# White oak



## guglipm63 (Feb 27, 2013)

In February my son had to have a large white oak tree taken down. Ants had hollowed out the top and it was cracked. I felt compelled to try and save it so I got my Alaskan sawmill out and proceeded to convert 3 8 foot logs into boards. What a chore, but I got some nice planks. 









Roughly 425 BF


----------



## guglipm63 (Feb 27, 2013)

Started with 4 cookies 3 1/2 thick and 32 inches in diameter


----------



## guglipm63 (Feb 27, 2013)

My son kept 3 and I took one


----------



## guglipm63 (Feb 27, 2013)

It's only letting me upload one picture at a time tonight. Smh


----------



## guglipm63 (Feb 27, 2013)

The worksite


----------



## Allen Tomaszek (Dec 11, 2010)

Gotta love some white oak. What kind of plans do you have for the lumber?


----------



## guglipm63 (Feb 27, 2013)

Allen Tomaszek said:


> Gotta love some white oak. What kind of plans do you have for the lumber?

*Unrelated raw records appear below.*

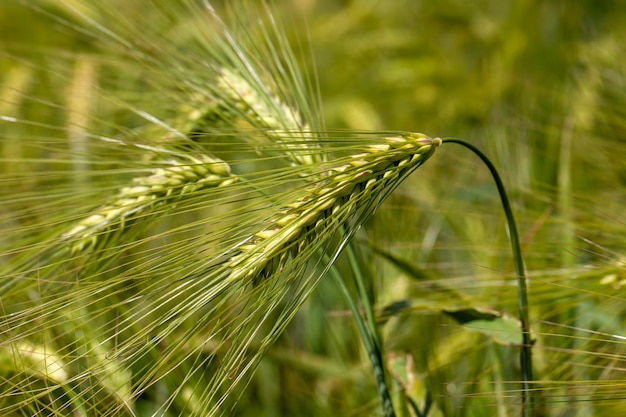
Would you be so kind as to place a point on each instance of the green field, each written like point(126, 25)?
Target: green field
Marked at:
point(218, 210)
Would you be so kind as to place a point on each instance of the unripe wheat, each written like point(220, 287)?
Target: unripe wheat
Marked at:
point(330, 201)
point(163, 187)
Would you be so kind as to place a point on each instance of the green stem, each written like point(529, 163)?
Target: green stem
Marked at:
point(373, 351)
point(525, 353)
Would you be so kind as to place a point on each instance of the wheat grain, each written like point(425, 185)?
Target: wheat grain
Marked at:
point(280, 123)
point(343, 191)
point(164, 186)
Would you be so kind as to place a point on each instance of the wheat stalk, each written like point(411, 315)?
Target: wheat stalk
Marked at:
point(163, 187)
point(342, 192)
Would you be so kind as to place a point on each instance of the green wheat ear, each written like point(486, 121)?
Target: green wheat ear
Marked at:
point(345, 189)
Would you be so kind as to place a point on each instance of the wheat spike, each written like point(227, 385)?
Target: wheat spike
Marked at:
point(281, 123)
point(163, 187)
point(330, 201)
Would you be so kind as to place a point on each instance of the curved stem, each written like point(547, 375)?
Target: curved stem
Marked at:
point(525, 354)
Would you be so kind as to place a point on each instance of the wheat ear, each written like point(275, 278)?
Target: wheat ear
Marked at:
point(281, 123)
point(163, 187)
point(346, 189)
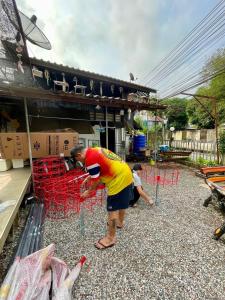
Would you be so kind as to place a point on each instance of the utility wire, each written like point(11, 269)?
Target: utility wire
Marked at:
point(187, 39)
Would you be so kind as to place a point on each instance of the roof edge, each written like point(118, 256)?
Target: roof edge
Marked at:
point(92, 75)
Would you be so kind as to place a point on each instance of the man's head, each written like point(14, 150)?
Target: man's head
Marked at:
point(78, 153)
point(137, 168)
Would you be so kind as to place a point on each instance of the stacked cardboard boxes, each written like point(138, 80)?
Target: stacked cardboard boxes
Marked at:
point(15, 145)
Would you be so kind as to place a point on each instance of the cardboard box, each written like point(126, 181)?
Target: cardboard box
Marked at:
point(56, 143)
point(15, 145)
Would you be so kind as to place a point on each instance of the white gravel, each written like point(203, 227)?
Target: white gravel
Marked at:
point(164, 252)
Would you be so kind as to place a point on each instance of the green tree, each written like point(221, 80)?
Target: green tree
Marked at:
point(216, 88)
point(176, 113)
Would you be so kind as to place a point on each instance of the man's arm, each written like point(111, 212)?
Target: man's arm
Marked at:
point(92, 187)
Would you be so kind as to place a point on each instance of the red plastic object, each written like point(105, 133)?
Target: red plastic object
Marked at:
point(61, 190)
point(162, 176)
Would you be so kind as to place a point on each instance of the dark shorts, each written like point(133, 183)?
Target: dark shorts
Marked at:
point(135, 197)
point(120, 200)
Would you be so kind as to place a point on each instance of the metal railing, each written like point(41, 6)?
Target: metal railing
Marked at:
point(206, 150)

Maybe a couple live edge tables


----------



## Da Aardvark (Oct 11, 2012)

Excellent!


----------



## qbilder (Dec 19, 2010)

My favorite part of sawing white oak is the smell of whiskey :thumbsup:


----------



## Da Aardvark (Oct 11, 2012)

Seems awful dark for white oak.
Am I seeing it right? It looks closer to walnut.


----------



## guglipm63 (Feb 27, 2013)

Da Aardvark said:


> Seems awful dark for white oak. Am I seeing it right? It looks closer to walnut.


 definitely white oak. acorns


----------



## qbilder (Dec 19, 2010)

Bark & grain & color look like chestnut oak, a white oak. I made my bathroom vanity & cabinets out of quarter sawn chestnut oak. Stunning stuff.


----------